Утром я бросилась в школу, даже не позавтракав, и поспела вовремя к самому первому школьному часу. Кулакова стояла у класса в запрещенной помаде, выпятив будто надувшуюся за ночь грудь, и с презрительно-сонным видом озирала школьную фауну.
— Вот забыла у тебя вчера спросить, ты ведь по-французски ни гу-гу?
— Гу-гу. — И я уже пожалела о заданном вопросе, потому что в этот момент Кулакова вскинула плечи и цаплей вошла в класс.
Всю математику я куняла носом в тетрадь на бедные циферки и опять думала об этом идиотском французе и о его тонких бледных пальцах с какими-то там суставами и чертовыми сухожилиями.
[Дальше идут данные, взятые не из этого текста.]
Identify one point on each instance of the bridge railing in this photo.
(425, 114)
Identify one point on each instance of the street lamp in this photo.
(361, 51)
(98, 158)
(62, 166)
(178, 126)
Пока наша убогая математичка распиналась и чертила на доске какие-то в высшей степени бессмысленные каракули, я рассматривала свои собственные руки в заусенцах и царапинах. Потом на доске возникли длинные многоэтажные уравнения, в которых я даже не давала себе труда хоть на минуту застрять. Потом уже, застигнутая врасплох, как рыба, вынутая из мутной воды, я глотала воздух у доски, молча и сверху вниз озирая несчастную математичку, бессмысленно силящуюся вырвать из меня хоть толику смысла. К концу урока, наконец свободная от цепких ее когтей, я уже сравнивала прекрасного и таинственного гражданина Франции с Германом-говно, механически чертя в тетради геральдические лилии. Сравнение, к моей досаде, всегда было в пользу француза.
В школьной столовой, где бессердечный повар душил малолетних заточенцев школьного учреждения запахом серых котлет, я в тот же злополучный день столкнулась с моим жалким кумиром. Герман стоял в стороне с другими мальчишками и, дрожа кадыком, сутуло и неуверенно смеялся. На своих длинных ногах, с потными волосами и щедрой россыпью шейных фурункулов, он был похож на гиену с Огненной Земли, если таковые там водились, и на геенну огненную одновременно. Тогда я мысленно взгромоздила его на скалу и завернула в байроновский плащ. Но и тогда Герман, в своей забрызганной слякотью школьной форме, не выдержал экзаменации. А руки? Издалека рассмотреть руки его было невозможно. Ко всей нелепице добавилось и то, что, несмотря на теплынь, Герман был в меховых варежках.